I saw this quote scrolling through tumblr and this made so much sense to me and also in regards to my film. I want to show the world through this film a more real representation of a disabled person and that I have my own identity as a person with a disability.
“The history of the portrayal of disabled people is the history of oppressive and negative representation. This has meant that disabled people have been presented as socially flawed able bodied people, not as disabled people with their own identities.”
– David Hevey, 25 March 1992
This has been such an amazing week for me. It started off on Monday when an article I wrote in collaboration with Access Living was published in the Chicago Sun-Times. Everyone I knew was proud of me for my work and now I’m finding out some prominent people in Chicago have read it as well and that’s so awesome. I forgot to share it with you all and I apologize for that, so I’m posting a link to the article at the end of this post for you all to read. I hope you all enjoy it.

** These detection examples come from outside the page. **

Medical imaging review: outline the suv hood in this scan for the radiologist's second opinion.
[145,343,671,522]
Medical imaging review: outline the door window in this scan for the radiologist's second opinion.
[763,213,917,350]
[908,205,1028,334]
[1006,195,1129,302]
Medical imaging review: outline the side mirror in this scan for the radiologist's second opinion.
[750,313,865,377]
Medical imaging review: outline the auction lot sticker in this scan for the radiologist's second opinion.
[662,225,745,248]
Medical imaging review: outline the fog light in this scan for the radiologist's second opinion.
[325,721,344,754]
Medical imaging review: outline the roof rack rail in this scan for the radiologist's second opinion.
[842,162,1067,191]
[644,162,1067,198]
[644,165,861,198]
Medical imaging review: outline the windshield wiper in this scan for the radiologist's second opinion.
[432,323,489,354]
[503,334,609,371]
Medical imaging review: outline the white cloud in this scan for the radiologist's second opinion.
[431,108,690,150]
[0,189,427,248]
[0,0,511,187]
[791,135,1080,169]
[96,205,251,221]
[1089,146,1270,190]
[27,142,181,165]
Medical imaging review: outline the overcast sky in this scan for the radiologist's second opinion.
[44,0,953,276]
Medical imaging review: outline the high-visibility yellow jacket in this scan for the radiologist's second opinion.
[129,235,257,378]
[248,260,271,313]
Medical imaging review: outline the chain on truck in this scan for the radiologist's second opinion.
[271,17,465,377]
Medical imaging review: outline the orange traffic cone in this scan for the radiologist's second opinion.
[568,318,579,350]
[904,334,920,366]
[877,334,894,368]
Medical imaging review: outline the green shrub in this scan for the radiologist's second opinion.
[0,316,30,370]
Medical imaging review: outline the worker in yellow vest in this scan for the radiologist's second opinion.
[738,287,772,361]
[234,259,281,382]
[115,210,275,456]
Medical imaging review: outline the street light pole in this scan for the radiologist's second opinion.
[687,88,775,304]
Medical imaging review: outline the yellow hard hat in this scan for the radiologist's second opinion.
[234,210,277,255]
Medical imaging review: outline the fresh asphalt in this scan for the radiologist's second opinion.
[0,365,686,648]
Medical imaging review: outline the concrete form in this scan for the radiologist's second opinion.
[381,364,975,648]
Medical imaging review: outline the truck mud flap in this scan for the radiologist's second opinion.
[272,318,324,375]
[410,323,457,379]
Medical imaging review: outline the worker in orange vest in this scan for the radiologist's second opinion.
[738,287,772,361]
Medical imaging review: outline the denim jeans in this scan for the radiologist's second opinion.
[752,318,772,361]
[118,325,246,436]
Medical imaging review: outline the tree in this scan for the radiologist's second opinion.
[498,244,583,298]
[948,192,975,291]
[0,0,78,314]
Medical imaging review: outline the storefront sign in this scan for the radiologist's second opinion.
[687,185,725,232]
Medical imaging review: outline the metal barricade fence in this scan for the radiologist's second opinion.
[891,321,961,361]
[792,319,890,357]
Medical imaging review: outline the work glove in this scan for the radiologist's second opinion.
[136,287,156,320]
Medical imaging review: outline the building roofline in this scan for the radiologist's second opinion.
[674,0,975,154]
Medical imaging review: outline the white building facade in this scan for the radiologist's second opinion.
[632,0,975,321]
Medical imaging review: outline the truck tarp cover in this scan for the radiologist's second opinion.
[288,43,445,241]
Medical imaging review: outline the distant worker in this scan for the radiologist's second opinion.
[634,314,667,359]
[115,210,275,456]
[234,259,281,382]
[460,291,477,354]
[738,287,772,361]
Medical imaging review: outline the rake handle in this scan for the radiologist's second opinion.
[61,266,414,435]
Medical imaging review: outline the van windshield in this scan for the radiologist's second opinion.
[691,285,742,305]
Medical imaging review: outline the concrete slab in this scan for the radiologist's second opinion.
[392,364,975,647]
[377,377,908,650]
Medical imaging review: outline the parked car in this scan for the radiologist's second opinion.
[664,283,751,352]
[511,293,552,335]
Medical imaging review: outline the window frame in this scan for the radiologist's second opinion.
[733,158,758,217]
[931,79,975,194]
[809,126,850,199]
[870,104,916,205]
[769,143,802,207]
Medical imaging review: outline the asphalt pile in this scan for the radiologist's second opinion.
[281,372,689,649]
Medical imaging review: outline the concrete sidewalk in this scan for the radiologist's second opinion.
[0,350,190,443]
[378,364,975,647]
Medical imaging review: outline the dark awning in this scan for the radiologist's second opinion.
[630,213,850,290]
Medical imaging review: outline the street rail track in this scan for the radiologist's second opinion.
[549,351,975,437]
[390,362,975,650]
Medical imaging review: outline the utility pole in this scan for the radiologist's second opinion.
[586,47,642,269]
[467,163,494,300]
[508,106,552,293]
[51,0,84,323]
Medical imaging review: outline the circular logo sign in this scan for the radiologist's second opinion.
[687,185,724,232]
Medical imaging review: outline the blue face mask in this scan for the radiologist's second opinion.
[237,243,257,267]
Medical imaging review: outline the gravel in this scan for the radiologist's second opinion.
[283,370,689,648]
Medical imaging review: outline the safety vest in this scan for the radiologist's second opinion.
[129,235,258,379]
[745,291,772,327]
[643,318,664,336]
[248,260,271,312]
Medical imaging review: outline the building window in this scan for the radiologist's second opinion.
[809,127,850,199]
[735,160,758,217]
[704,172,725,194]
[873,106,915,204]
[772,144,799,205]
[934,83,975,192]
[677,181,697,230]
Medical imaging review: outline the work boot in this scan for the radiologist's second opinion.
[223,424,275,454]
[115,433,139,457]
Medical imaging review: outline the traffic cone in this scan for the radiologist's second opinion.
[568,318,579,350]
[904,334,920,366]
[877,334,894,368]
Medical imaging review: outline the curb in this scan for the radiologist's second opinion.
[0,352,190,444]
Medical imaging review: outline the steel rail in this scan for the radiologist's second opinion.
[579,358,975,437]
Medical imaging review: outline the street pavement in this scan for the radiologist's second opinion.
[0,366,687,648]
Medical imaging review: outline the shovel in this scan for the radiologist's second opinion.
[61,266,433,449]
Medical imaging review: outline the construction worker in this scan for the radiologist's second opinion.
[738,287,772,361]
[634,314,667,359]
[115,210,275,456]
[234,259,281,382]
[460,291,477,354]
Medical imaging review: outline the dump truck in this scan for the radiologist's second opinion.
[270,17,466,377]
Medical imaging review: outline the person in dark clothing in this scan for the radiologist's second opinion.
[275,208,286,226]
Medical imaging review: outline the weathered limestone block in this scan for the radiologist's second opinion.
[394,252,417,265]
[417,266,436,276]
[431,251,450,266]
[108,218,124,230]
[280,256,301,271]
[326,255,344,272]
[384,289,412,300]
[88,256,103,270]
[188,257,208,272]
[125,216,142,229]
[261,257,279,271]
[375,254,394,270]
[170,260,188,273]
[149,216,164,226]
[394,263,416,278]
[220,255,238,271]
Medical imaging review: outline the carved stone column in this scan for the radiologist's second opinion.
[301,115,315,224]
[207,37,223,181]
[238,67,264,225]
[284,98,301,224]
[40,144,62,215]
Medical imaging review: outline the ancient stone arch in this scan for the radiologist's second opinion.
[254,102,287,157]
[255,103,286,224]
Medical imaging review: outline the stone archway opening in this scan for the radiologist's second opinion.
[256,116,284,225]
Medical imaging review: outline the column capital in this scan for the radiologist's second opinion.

So where do I begin!? It’s been a long as time since I’ve written on this blog and many things have happen since my last post. I’m upset at myself because I’ve wanted to keep everyone updated on what’s going on with the film but life has gotten in the way of providing you all with updates. Just to let you all know my film is still going well. I haven’t worked on it as much the past few weeks but I’ve come up with a brand new idea that I feel will add more to the overall presentation of The Wheelchair Chronicles and I’m very happy with my decision and I think you all will like it very much.
While I’ve been away from the blog my life has gotten a bit busy and for good reason. I recently started working with Access Living, which is a strong advocacy group in Chicago dealing with and helping people with disabilities in many ways. I joined Access Living’s YPC (Young Professionals Council) a few months ago on an invite from one of the amazing therapist at Day Rehab Center, Alli Luft and became a member from day one and it’s been incredible. So far I’ve met so many awesome people who work all over the city and come together for a common goal and that’s to help people with disabilities and I’m loving it. You know at first I really didn’t think I fit into this group because I’m just an average filmmaker and many in the group have legit professions. I got over that quickly because being a filmmaker is a huge asset to a group like this and that matters. So I’m grateful to be a part of that group.
Even though I’ve been away from the blog and my film, it’s for a very good reason. I hope to have the film finished by the end of the year and I expect to continue my work with the YPC at Access Living. I feel that my best work is yet to come and I look forward to what the next few months have to bring.